One way to frame this is as an exercise in aggressive assimilation that wrested the option of becoming a sovereign country from East Germans before they, as a nation, even understood what that meant. With a certain amount of unease, West Germany's western neighbors were left to witness an accelerating reunification and structured assimilation process that took about a year to run its course. In December 1990, Germany held its first all-German free elections since the Nazi era.  

It may seem that these elections marked the most important event in formalizing newly established ties between countries and peoples that had been forced to live apart for decades. Alas this was West Germany - Europe's powerhouse economy! A more critical step than all-German free elections came in the form of East Germany's adoption of the West German currency, Deutschmark, six months prior to the first all-German elections. It was a solid currency at the time, while East Germany's was worthless.

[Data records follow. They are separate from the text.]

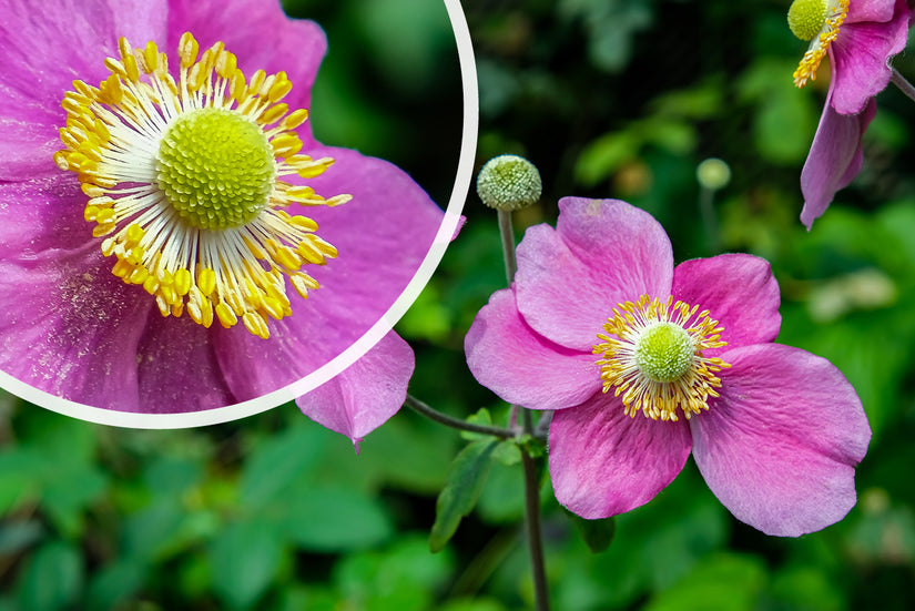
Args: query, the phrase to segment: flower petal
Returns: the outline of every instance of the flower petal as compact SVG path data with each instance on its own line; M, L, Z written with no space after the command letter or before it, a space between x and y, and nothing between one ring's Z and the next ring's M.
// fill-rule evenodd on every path
M777 344L730 350L721 397L690 420L709 488L739 520L797 537L855 503L854 466L871 428L854 388L828 360Z
M518 245L518 309L540 335L590 352L613 307L665 298L673 252L650 214L619 200L565 197L559 222L528 228Z
M289 19L278 0L172 0L169 9L170 50L177 49L185 31L194 34L201 49L222 41L236 55L245 77L251 79L256 70L284 71L293 83L284 102L293 110L311 106L312 85L327 51L327 39L317 23ZM296 133L306 147L314 144L311 122Z
M864 161L861 139L877 112L877 103L867 101L861 114L840 114L826 98L816 135L801 171L801 193L804 208L801 222L807 230L813 226L840 189L847 186Z
M769 262L744 254L684 261L673 269L674 299L699 309L724 327L724 348L705 350L718 356L739 346L774 342L782 316L779 314L779 283Z
M477 381L510 404L562 409L601 388L597 358L537 334L518 313L508 288L494 293L479 310L464 346Z
M95 245L0 257L0 369L72 401L139 410L136 345L152 301L110 266Z
M394 416L407 397L413 349L390 332L353 365L296 399L303 414L358 444Z
M884 12L886 7L894 8L893 18L888 21L845 23L830 47L831 103L842 114L857 114L864 110L870 98L886 88L892 74L887 61L905 49L908 34L905 0L871 4L883 4Z
M596 394L550 424L556 499L582 518L616 516L647 503L683 469L687 422L631 418L612 394Z
M305 152L336 160L306 184L324 196L349 193L353 200L334 208L293 205L286 212L314 218L317 235L339 255L326 266L305 268L321 288L307 301L291 294L293 315L271 322L267 342L244 328L215 334L220 363L238 400L301 379L362 337L416 275L444 218L426 192L386 161L346 149Z

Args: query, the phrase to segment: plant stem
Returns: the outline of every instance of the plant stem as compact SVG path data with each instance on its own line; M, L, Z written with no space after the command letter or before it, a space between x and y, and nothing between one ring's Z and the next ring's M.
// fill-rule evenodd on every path
M505 259L505 277L508 286L515 282L515 272L518 271L518 261L515 258L515 232L511 228L511 211L499 211L499 235L502 238L502 258Z
M507 428L490 427L487 425L475 425L472 422L467 422L458 418L453 418L447 414L443 414L441 411L438 411L437 409L429 407L428 405L424 404L423 401L410 395L407 395L407 399L404 401L404 405L406 405L414 411L417 411L423 416L429 418L430 420L435 420L436 422L445 425L446 427L466 430L469 432L491 435L500 439L509 439L511 437L515 437L515 431L508 430Z
M522 409L525 431L531 434L533 426L530 411ZM543 541L540 537L540 482L537 479L537 466L533 458L521 452L521 466L525 469L525 527L530 549L530 564L533 572L533 600L537 611L549 611L550 600L547 592L547 571L543 566Z
M518 259L515 256L515 232L511 227L511 212L499 211L499 234L502 238L502 257L505 258L505 276L508 286L515 282L518 271ZM511 406L509 422L514 426L521 414L525 434L533 436L533 419L530 410L518 409ZM521 466L525 470L525 529L527 530L528 547L530 549L530 564L533 574L533 600L537 611L549 611L550 601L547 592L547 572L543 567L543 540L540 536L540 482L537 480L537 465L530 454L521 451Z
M915 86L912 86L912 83L909 83L905 77L899 74L899 71L895 68L891 74L889 80L893 81L893 84L896 85L899 91L905 93L909 100L915 101Z

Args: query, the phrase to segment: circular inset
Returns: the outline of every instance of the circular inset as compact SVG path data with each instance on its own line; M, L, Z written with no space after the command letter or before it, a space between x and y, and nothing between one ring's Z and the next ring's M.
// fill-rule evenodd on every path
M234 14L237 11L231 2L220 14L202 14L205 9L192 8L174 19L170 17L167 23L157 13L148 21L130 20L128 31L118 32L124 41L136 45L157 41L138 48L126 47L128 42L123 41L119 47L112 33L111 40L95 41L90 49L85 44L87 32L51 22L83 22L70 19L73 16L68 18L64 10L49 10L48 23L35 23L28 16L12 16L17 22L33 26L33 30L10 31L8 37L16 40L4 41L7 48L18 41L24 53L37 42L49 42L48 52L41 57L23 55L34 60L35 65L19 72L4 70L6 79L31 82L31 89L14 88L17 93L9 100L7 108L13 109L10 112L14 116L4 119L28 130L23 128L22 133L10 134L10 142L18 142L9 145L7 161L0 164L0 225L4 227L0 228L0 284L4 285L0 293L7 295L0 308L3 312L0 314L0 386L4 389L61 414L115 426L181 428L241 418L289 401L343 371L390 332L428 282L457 232L476 150L476 71L460 3L444 0L455 33L464 93L457 174L444 212L404 171L356 151L325 146L314 139L308 123L297 129L301 150L293 139L283 140L283 133L271 133L274 129L282 132L278 118L285 111L288 116L297 112L296 108L308 108L325 39L313 22L287 20L278 3L264 4L258 14L244 16L245 28L236 27L236 18L241 16ZM110 22L116 24L119 20ZM194 81L210 77L194 73L194 60L185 53L187 47L175 51L184 31L192 32L200 41L201 54L206 49L216 49L213 65L204 65L222 78L220 81L212 77L214 83L220 83L211 88L212 91L206 83ZM52 41L52 37L61 32L72 33L74 40ZM264 32L271 32L268 44ZM42 43L42 47L45 45ZM85 52L73 52L83 48ZM103 49L101 55L96 49ZM223 49L227 54L221 54ZM105 54L112 59L105 61ZM136 59L135 65L130 57ZM283 65L284 59L291 65ZM89 108L93 100L100 99L116 105L114 99L106 98L111 91L105 91L104 84L94 86L112 74L129 96L150 94L150 75L156 67L161 70L165 61L171 67L169 73L174 90L196 88L195 91L204 92L202 98L225 100L235 95L242 86L233 85L237 70L244 75L247 93L255 94L252 103L256 103L260 93L261 99L267 100L262 112L274 112L277 116L275 122L270 121L272 116L258 122L260 129L273 138L277 159L282 153L285 155L282 159L294 170L322 163L326 166L317 174L305 170L295 172L288 186L274 187L274 194L277 190L288 194L289 201L278 206L286 206L281 213L293 220L305 218L299 214L307 213L308 222L295 223L306 232L311 231L312 222L316 224L321 240L332 244L338 256L316 257L311 262L306 254L299 253L302 261L288 258L282 248L282 235L281 238L261 236L265 246L255 244L246 251L253 258L244 258L247 263L236 267L247 269L246 265L258 262L264 274L282 279L276 269L279 265L285 266L284 274L297 274L301 266L318 288L312 291L308 284L303 295L307 299L293 291L288 304L281 304L286 310L281 312L276 309L279 306L268 301L278 297L271 293L266 276L255 274L266 279L254 288L247 286L244 278L235 284L226 279L227 274L222 278L226 287L237 288L238 295L247 299L245 304L250 309L244 309L245 304L232 303L231 298L220 304L230 309L238 305L243 313L260 313L270 324L267 339L257 336L255 330L261 327L256 324L255 330L241 324L222 328L218 316L211 317L211 324L206 325L205 315L189 314L196 294L190 288L182 292L190 285L197 288L202 297L194 297L197 299L194 307L201 309L201 304L207 306L206 291L212 284L207 274L201 275L205 266L191 255L196 252L194 248L211 248L212 241L170 243L173 234L160 231L157 241L148 242L144 247L160 247L163 253L160 259L173 250L186 251L182 261L193 262L187 267L197 267L182 273L181 282L175 282L175 274L156 274L159 286L150 291L143 282L129 282L130 274L140 268L136 263L140 252L130 251L135 246L131 240L140 244L141 234L130 230L131 238L122 241L120 251L116 241L112 241L108 243L110 252L104 252L101 243L105 236L93 237L93 227L87 223L92 216L96 227L102 227L95 233L104 234L110 228L111 235L118 235L116 232L123 230L126 236L126 227L135 217L102 211L113 210L108 198L116 200L130 193L143 182L143 175L138 175L135 183L126 179L116 186L106 182L108 170L99 169L99 164L112 164L121 159L119 154L109 155L104 162L95 159L100 142L104 144L104 135L110 132L95 121L106 123L108 111L95 104L90 114L81 112L80 106ZM183 78L182 65L187 68ZM263 74L258 70L263 70ZM272 74L274 81L266 82ZM83 88L72 83L74 75L82 79L82 83L93 85ZM292 93L281 91L286 89L284 84L276 85L283 79L292 83ZM172 90L169 78L163 77L162 82ZM135 90L128 83L133 83ZM154 86L153 99L167 96L165 90L155 93ZM254 91L256 86L261 88L260 92ZM65 91L71 94L62 111L57 104ZM288 109L271 110L286 103ZM148 111L149 108L143 112ZM165 123L171 119L169 112L161 113ZM312 119L319 121L319 118ZM138 124L145 122L146 119L138 118ZM57 140L58 130L64 140ZM68 136L73 138L67 140ZM104 145L118 147L123 142L124 139L113 136ZM67 156L55 156L54 147L64 151ZM314 163L303 161L304 155ZM52 157L55 159L52 161ZM60 170L63 166L72 172ZM352 195L352 201L339 206L322 205L326 202L316 194L324 193L345 193ZM87 202L92 198L98 201L92 204L95 208L90 210ZM167 216L167 207L165 211L160 214ZM102 223L98 221L100 214ZM284 218L284 222L288 221ZM152 224L151 228L161 230L161 226ZM240 244L242 248L246 243L241 240ZM224 256L220 252L211 254L210 261ZM264 264L264 261L273 263ZM125 272L115 275L112 268L119 264ZM142 273L138 272L134 279L140 276ZM288 278L286 283L288 285ZM174 286L174 295L169 286ZM215 309L220 304L209 305Z

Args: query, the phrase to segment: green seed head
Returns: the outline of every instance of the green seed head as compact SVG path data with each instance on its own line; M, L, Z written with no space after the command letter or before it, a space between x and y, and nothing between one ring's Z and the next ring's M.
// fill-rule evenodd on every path
M543 192L540 172L525 157L492 157L477 176L477 193L489 207L512 211L536 204Z
M654 381L673 381L692 365L692 339L673 323L658 323L647 328L636 344L639 370Z
M177 118L159 146L156 183L200 230L240 227L264 208L276 164L261 129L234 112L201 109Z
M794 0L787 10L787 26L801 40L813 40L826 21L827 0Z

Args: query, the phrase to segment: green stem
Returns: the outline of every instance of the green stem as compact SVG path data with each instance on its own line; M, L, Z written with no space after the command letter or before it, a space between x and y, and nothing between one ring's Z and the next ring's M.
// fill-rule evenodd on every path
M533 430L530 410L522 409L525 431ZM540 536L540 482L533 458L521 452L521 466L525 470L525 528L530 549L530 564L533 573L533 600L537 611L549 611L550 599L547 592L547 571L543 563L543 541Z
M479 434L482 434L482 435L491 435L491 436L498 437L500 439L509 439L511 437L515 437L515 431L514 430L508 430L507 428L490 427L490 426L487 426L487 425L475 425L472 422L467 422L467 421L460 420L458 418L453 418L451 416L448 416L447 414L443 414L441 411L438 411L437 409L434 409L434 408L429 407L428 405L424 404L423 401L420 401L419 399L417 399L416 397L413 397L410 395L407 395L407 399L404 401L404 405L406 405L407 407L409 407L414 411L417 411L417 413L421 414L423 416L429 418L430 420L435 420L436 422L445 425L446 427L451 427L451 428L456 428L456 429L459 429L459 430L466 430L466 431L469 431L469 432L479 432Z
M898 88L899 91L906 94L909 100L915 101L915 86L912 86L905 77L899 74L899 71L895 68L892 69L889 80L893 81L893 84Z
M508 286L515 282L518 271L518 259L515 256L515 232L511 226L511 212L499 211L499 235L502 240L502 257L505 258L505 276ZM518 406L511 406L509 422L517 422ZM530 410L521 409L522 428L527 435L533 436L533 420ZM521 466L525 470L525 528L527 530L528 547L530 549L530 564L533 574L533 597L537 611L549 611L549 593L547 592L547 572L543 566L543 540L540 536L540 485L537 480L537 466L533 458L521 452Z

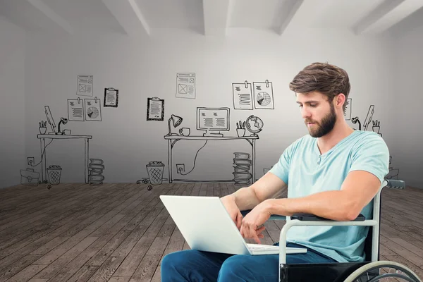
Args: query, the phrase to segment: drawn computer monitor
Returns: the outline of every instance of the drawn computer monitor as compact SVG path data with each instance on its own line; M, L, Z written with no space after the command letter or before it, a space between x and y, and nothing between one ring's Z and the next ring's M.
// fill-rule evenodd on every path
M197 129L206 130L203 136L223 137L229 131L229 108L197 108Z
M53 116L51 115L51 112L50 111L50 107L49 106L44 106L46 116L47 117L47 122L50 124L51 127L51 132L53 134L56 133L56 123L54 123L54 120L53 119Z

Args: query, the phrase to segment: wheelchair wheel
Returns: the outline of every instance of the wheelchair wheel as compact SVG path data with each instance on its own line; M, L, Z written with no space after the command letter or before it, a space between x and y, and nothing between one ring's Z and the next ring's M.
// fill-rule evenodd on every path
M352 272L344 282L389 281L422 282L416 274L405 266L395 262L379 261L369 262Z

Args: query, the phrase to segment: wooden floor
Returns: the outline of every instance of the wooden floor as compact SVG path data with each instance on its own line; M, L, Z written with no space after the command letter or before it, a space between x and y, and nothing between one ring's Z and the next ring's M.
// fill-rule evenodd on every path
M160 195L223 196L231 183L18 185L0 190L0 281L160 281L188 249ZM423 277L423 189L382 191L381 259ZM264 243L284 221L265 225ZM247 240L247 243L252 243Z

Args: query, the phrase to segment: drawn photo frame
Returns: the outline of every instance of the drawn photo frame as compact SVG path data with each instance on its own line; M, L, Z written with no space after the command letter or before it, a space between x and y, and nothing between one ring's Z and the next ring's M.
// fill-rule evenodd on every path
M164 99L158 97L147 99L147 120L164 121Z

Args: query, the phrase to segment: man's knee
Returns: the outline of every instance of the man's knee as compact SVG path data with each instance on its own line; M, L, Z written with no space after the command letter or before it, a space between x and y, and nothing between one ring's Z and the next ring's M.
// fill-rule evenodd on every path
M231 257L227 259L222 264L222 267L219 273L219 281L228 281L228 278L245 278L251 275L248 269L247 264L243 263L243 256L238 255Z

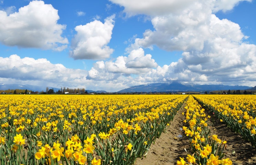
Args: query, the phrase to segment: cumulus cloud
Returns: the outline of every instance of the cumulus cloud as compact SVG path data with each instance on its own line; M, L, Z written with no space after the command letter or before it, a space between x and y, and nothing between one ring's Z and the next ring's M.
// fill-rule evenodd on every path
M85 25L76 26L77 32L71 42L71 57L75 59L104 59L114 50L107 46L111 38L114 15L107 18L103 23L95 20Z
M141 82L236 81L237 84L248 83L255 75L256 45L244 42L248 37L238 24L214 14L232 10L244 0L111 1L123 6L128 16L151 18L154 30L146 30L142 38L135 39L127 52L140 47L152 49L153 45L183 52L177 62L152 69L140 77Z
M87 78L113 80L122 75L141 74L150 71L157 64L151 54L145 55L141 48L134 50L127 56L119 56L115 61L98 61L88 72Z
M179 14L188 9L196 5L210 8L215 12L226 11L232 9L240 2L252 0L110 0L113 3L124 7L124 11L129 16L138 14L155 16L169 14Z
M96 65L104 67L104 63ZM21 58L16 54L6 58L0 57L0 82L6 84L32 84L42 86L55 87L84 88L94 91L104 90L115 92L131 84L130 76L115 76L112 81L107 79L97 81L86 79L88 71L81 69L67 68L60 64L53 64L45 59Z
M85 15L85 13L83 11L78 11L76 12L76 14L79 16L82 16Z
M43 1L33 1L8 15L0 11L0 42L8 46L61 51L68 41L61 37L65 29L58 24L58 10Z
M51 63L45 59L21 58L16 54L0 57L0 78L12 79L11 81L37 80L44 85L51 82L55 85L65 84L70 86L72 83L84 84L87 74L86 71L66 68L62 64Z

"Adoption" in this case is misleading. There was no governing body in East Germany that could have administered such a move, much less financed it. Currency unification was a bailout. For a short time during the summer of 1990, East German currency could be exchanged 1:1 for Deutschmark at West German financial institutions. The strain on West Germany's economy was severe and foreshadowed the exorbitant price tag Germans would pay to be(come) one country again. 


The argument was that most of those Deutschmarks exchanged for East German currency would go right back into the West Germany economy. Did they ever! The unprecedented currency exchange program almost instantly caused shortages of consumer goods and groceries to an extent that made the initial days and weeks after Mauerfall look like a minor supply-and-demand glitch. It probably caused bad flashbacks to post-WWII shortages in older Germans. These shortages were felt most acutely by West Germans living closest to East Germany, or, in the case of West Berlin, IN it.
 

Almost all West Germans were affected by them, one way or another, as East Germans for the first time ever, went shopping, en masse. For many months after July 1990, it was all but impossible to find used cars for sale in West Germany. Or used appliances, furniture and other durable goods. Second-hand markets thrived in West Germany for products known for their quality and longevity. These markets were struggling to restock inventory long enough that a sizable number of West Germans began to realize that the road ahead would be rougher than anything West Germans had navigated to date, paved with resentment, contention, competition, economic hardship and all-around cultural upheaval.

It was also a time of jaw-dropping learning experiences. People on both sides came together in wonder, sharing life stories and ideas, creating new opportunities, new lives and a new future.